Леди Синтия ждала меня в гостиной. Я поспешно прошел в свою комнату, помылся и сменил одежду. Наверное, вид у меня был довольно усталый, во всяком случае она предложила мне прилечь на диван, а сама присела рядом и, поглаживая мой лоб, запела:
«Нежный малютка спит в вышине.Средь веток деревьев качаясь во сне.Ветер взметнется, подует опять,Станет сильней колыбельку качать.Хрустнула ветка, рухнула вниз,Нет колыбельки — лишь дитятки визг!»
Она гладила меня по лбу пела, а мне казалось, будто я лежу в какой-то волшебной колыбели, подвешенной к ветке дерева — высоко-высоко. Дул ветерок и тоже словно что-то напевал, а моя колыбель медленно покачивалась в его ласковых волнах. «Только бы сук не надломился!» — подумал я.
Что ж, господа, мой сук все же хрустнул, и я упал на землю, причем довольно сильно ушибся. Леди Синтия в любой момент была готова протянуть мне свои руки, но лишь руки, тогда как я с трепетом вожделенно мечтал о ее плечах, лице и губах, о которых вроде бы и думать не мог. Разумеется, я никогда не заговаривал с ней об этом, хотя взгляды говорили, что и сердце мои, и душа принадлежат ей — каждый день, каждый час. Все это она принимала, а мне протягивала лишь руки.
Иногда, когда я ближе к вечеру часами сидел подле нее, а моя бурлящая кровь буквально вопила через все поры тела, она вставала и спокойно говорила:
— А сейчас покатайтесь верхом.
Затем проходила к себе в башню, а я мягким шагом следовал за ней, подглядывая через занавески. Я видел, как она брала в руки маленькую книжку в старинном переплете, садилась, несколько минут читал, после чего вновь вставала, подходила к окну и долго смотрела в него.
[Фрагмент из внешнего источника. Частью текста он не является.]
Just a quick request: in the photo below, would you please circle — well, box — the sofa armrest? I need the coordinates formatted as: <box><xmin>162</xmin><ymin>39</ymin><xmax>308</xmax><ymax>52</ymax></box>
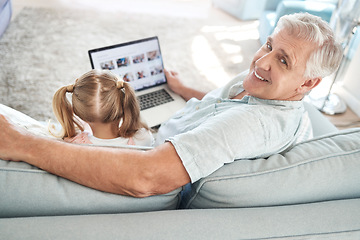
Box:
<box><xmin>304</xmin><ymin>102</ymin><xmax>339</xmax><ymax>137</ymax></box>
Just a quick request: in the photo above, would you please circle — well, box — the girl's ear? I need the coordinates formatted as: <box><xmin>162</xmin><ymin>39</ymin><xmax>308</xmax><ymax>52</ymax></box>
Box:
<box><xmin>298</xmin><ymin>77</ymin><xmax>322</xmax><ymax>94</ymax></box>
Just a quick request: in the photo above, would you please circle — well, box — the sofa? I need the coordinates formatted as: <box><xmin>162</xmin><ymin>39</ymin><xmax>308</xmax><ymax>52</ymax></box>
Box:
<box><xmin>0</xmin><ymin>0</ymin><xmax>12</xmax><ymax>38</ymax></box>
<box><xmin>0</xmin><ymin>102</ymin><xmax>360</xmax><ymax>240</ymax></box>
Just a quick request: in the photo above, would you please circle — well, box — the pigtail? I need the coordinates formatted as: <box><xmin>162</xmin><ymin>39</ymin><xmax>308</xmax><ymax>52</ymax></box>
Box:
<box><xmin>52</xmin><ymin>85</ymin><xmax>83</xmax><ymax>138</ymax></box>
<box><xmin>116</xmin><ymin>81</ymin><xmax>149</xmax><ymax>137</ymax></box>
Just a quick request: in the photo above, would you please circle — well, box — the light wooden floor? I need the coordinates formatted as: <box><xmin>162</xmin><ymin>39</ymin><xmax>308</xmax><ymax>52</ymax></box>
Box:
<box><xmin>12</xmin><ymin>0</ymin><xmax>360</xmax><ymax>129</ymax></box>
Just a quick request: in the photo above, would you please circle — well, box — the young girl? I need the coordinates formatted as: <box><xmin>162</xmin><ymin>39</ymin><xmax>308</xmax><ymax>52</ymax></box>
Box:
<box><xmin>53</xmin><ymin>70</ymin><xmax>154</xmax><ymax>146</ymax></box>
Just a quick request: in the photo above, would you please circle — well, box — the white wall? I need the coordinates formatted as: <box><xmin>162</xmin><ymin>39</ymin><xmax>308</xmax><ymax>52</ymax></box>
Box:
<box><xmin>335</xmin><ymin>43</ymin><xmax>360</xmax><ymax>117</ymax></box>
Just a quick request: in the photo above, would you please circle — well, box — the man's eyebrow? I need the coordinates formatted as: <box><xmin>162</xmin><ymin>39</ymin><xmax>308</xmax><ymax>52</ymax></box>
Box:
<box><xmin>280</xmin><ymin>48</ymin><xmax>292</xmax><ymax>66</ymax></box>
<box><xmin>267</xmin><ymin>36</ymin><xmax>293</xmax><ymax>66</ymax></box>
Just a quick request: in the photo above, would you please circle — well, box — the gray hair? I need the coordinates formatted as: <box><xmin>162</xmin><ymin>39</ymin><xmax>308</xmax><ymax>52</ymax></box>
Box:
<box><xmin>273</xmin><ymin>13</ymin><xmax>343</xmax><ymax>78</ymax></box>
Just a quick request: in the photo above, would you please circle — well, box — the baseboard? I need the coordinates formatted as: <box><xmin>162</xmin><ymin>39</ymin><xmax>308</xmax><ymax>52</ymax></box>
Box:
<box><xmin>335</xmin><ymin>86</ymin><xmax>360</xmax><ymax>117</ymax></box>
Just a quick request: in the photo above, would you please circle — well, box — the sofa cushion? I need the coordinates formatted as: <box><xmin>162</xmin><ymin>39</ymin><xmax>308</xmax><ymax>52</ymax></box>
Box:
<box><xmin>0</xmin><ymin>160</ymin><xmax>181</xmax><ymax>218</ymax></box>
<box><xmin>182</xmin><ymin>128</ymin><xmax>360</xmax><ymax>208</ymax></box>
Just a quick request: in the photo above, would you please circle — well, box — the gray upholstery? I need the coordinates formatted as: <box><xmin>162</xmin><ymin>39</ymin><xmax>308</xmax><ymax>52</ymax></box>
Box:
<box><xmin>0</xmin><ymin>199</ymin><xmax>360</xmax><ymax>240</ymax></box>
<box><xmin>0</xmin><ymin>102</ymin><xmax>360</xmax><ymax>240</ymax></box>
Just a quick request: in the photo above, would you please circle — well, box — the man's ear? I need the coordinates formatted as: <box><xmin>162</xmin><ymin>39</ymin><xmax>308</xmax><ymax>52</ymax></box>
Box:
<box><xmin>298</xmin><ymin>77</ymin><xmax>322</xmax><ymax>94</ymax></box>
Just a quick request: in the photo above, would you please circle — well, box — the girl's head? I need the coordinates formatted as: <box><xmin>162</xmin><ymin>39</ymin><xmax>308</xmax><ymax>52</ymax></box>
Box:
<box><xmin>53</xmin><ymin>70</ymin><xmax>147</xmax><ymax>137</ymax></box>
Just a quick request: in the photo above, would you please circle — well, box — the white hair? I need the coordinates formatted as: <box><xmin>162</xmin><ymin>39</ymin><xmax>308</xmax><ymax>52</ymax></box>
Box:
<box><xmin>273</xmin><ymin>13</ymin><xmax>343</xmax><ymax>78</ymax></box>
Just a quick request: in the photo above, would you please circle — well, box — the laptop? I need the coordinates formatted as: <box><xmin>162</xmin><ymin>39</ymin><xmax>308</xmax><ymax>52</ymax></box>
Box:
<box><xmin>88</xmin><ymin>36</ymin><xmax>186</xmax><ymax>128</ymax></box>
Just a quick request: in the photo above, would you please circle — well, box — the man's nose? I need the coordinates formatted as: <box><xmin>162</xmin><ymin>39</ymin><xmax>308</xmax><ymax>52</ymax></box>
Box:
<box><xmin>255</xmin><ymin>53</ymin><xmax>271</xmax><ymax>71</ymax></box>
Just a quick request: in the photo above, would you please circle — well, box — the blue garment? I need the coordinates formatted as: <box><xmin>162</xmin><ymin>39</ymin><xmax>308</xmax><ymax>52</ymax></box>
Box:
<box><xmin>156</xmin><ymin>72</ymin><xmax>305</xmax><ymax>182</ymax></box>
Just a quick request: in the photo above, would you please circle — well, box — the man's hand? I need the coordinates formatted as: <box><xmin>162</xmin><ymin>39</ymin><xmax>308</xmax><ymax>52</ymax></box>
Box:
<box><xmin>0</xmin><ymin>115</ymin><xmax>31</xmax><ymax>161</ymax></box>
<box><xmin>164</xmin><ymin>69</ymin><xmax>206</xmax><ymax>101</ymax></box>
<box><xmin>164</xmin><ymin>69</ymin><xmax>184</xmax><ymax>96</ymax></box>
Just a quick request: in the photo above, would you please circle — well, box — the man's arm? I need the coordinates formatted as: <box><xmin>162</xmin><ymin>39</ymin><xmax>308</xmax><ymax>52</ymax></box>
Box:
<box><xmin>165</xmin><ymin>69</ymin><xmax>206</xmax><ymax>101</ymax></box>
<box><xmin>0</xmin><ymin>115</ymin><xmax>190</xmax><ymax>197</ymax></box>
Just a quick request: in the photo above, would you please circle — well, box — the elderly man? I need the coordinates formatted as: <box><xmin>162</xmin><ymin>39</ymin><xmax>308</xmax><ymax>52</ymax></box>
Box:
<box><xmin>0</xmin><ymin>14</ymin><xmax>342</xmax><ymax>197</ymax></box>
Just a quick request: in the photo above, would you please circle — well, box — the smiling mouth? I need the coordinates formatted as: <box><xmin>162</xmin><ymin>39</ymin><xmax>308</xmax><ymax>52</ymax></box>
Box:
<box><xmin>254</xmin><ymin>71</ymin><xmax>269</xmax><ymax>82</ymax></box>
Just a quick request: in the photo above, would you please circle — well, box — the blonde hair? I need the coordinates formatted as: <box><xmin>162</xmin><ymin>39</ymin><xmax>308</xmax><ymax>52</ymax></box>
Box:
<box><xmin>53</xmin><ymin>70</ymin><xmax>148</xmax><ymax>138</ymax></box>
<box><xmin>273</xmin><ymin>13</ymin><xmax>343</xmax><ymax>78</ymax></box>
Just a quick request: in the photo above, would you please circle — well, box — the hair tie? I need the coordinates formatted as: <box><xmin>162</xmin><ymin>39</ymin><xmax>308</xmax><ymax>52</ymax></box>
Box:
<box><xmin>66</xmin><ymin>84</ymin><xmax>74</xmax><ymax>92</ymax></box>
<box><xmin>116</xmin><ymin>80</ymin><xmax>124</xmax><ymax>89</ymax></box>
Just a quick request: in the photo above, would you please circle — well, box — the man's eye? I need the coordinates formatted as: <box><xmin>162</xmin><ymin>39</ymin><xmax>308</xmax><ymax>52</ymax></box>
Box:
<box><xmin>280</xmin><ymin>58</ymin><xmax>287</xmax><ymax>66</ymax></box>
<box><xmin>266</xmin><ymin>43</ymin><xmax>272</xmax><ymax>51</ymax></box>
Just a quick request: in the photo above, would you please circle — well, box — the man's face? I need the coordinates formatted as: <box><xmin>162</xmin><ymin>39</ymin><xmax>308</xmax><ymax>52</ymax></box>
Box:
<box><xmin>243</xmin><ymin>30</ymin><xmax>315</xmax><ymax>101</ymax></box>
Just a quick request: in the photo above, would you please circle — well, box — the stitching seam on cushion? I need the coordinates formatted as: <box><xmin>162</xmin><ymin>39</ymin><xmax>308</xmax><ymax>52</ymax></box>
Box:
<box><xmin>199</xmin><ymin>149</ymin><xmax>360</xmax><ymax>184</ymax></box>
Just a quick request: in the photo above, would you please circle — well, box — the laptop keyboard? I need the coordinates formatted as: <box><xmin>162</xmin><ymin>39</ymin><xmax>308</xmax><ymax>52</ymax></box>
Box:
<box><xmin>138</xmin><ymin>89</ymin><xmax>174</xmax><ymax>110</ymax></box>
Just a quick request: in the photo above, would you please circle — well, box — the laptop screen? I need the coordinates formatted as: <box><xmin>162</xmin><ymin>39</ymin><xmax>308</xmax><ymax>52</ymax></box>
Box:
<box><xmin>89</xmin><ymin>37</ymin><xmax>166</xmax><ymax>91</ymax></box>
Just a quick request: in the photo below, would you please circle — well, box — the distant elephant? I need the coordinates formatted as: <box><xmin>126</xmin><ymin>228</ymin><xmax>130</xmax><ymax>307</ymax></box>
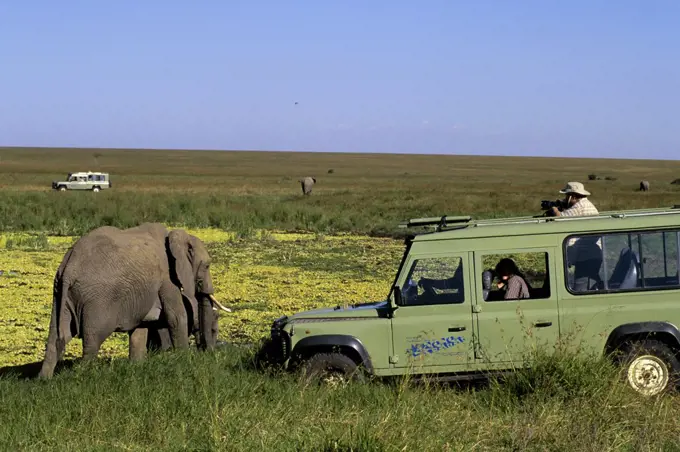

Я спускался в конюшню, седлал лошадь, некоторое время скакал по парку, а потом выезжал в поля. Как сумасшедший носился я в сгущавшихся сумерках, а по возвращении принимал холодный душ, позволявший мне хоть немного отдохнуть перед ужином.
Однажды я выехал немного раньше и вернулся к чаю. С леди Синтией мы встретились в холле, когда я только направлялся в ванную.
— Будете готовы — приходите, — проговорила она. — Только поспешите. Чай подан в башне.
— Но мне же надо переодеться. Не в халате же…
— Приходите как есть.
Я вскочил под душ, открыл оба крана и уже через несколько минут завершил купальную процедуру. Потом прошел в башню.
Леди Синтия сидела на диване, сжимая в руках свою маленькую книжицу; увидев меня, она отложила ее в сторону. Леди, как и я, была облачена в халат — восхитительное пурпурное кимоно, расшитое темным золотом. Она налила мне чаю, помазала тост маслом. За это время мы не сказали друг другу ни слова. Я мгновенно проглотил бутерброд, запил его обжигающим чаем, все время чувствуя дрожь в теле. Наконец у меня на глазах выступили слезы. Я встал перед ней на колени, сжал ее руки, опустил лицо на нежные колени. Она не возражала.
Неожиданно она поднялась.
— Вы можете делать все, что вам заблагорассудится, — проговорила леди Синтия. — Абсолютно все. Но при этом не должны произнести ни слова. Ни единого слова!
Я не очень-то понял, что она имела в виду, но тоже встал и кивнул. Она медленно подошла к узкому окну. Я было заколебался, не зная толком, что мне делать, но потом двинулся следом и стал рядом с ней, все время помня, что не должен раскрывать рта.
Я стоял рядом с ней — безмолвный, молчаливы, едва различая ее дыхание. Потом наклонился — очень медленно, — коснулся губами грациозной шеи. О, какой это был нежный поцелуй — бабочка, и та не могла бы прикоснуться мягче. И вот я почувствовал, что она также ощутила мой поцелуй — словно легкая зыбь пробежала по ее коже.
Тогда я поцеловал ее плечо, ароматные волосы, сладкое ухо, делая все это легонько, очень мягко, трепетно, едва касаясь губами-перышками — и при этом не переставая все же смущаться. Мои руки искали и наконец нашли ее пальцы, ласково заскользили по ним вверх-вниз. С ее губ сорвался слабый вздох — и улетел в вечернюю мглу.
«Ведь прекрасней ласковых слов,Благодатней ангельских труб…»
Я сомкнул веки. Нас раздела лишь тонкий шелковый покров. Я глубоко дышал сам и слышал ее прерывистое дыхание. Все мое тело содрогалось от мельчайших конвульсий, я не переставая ощущал биение ее сердца, трепет плоти. Она задышала чаще, потом еще чаще, по телу прошла жаркая дрожь. Наконец она схватила мои ладони и крепко прижала их к своей груди.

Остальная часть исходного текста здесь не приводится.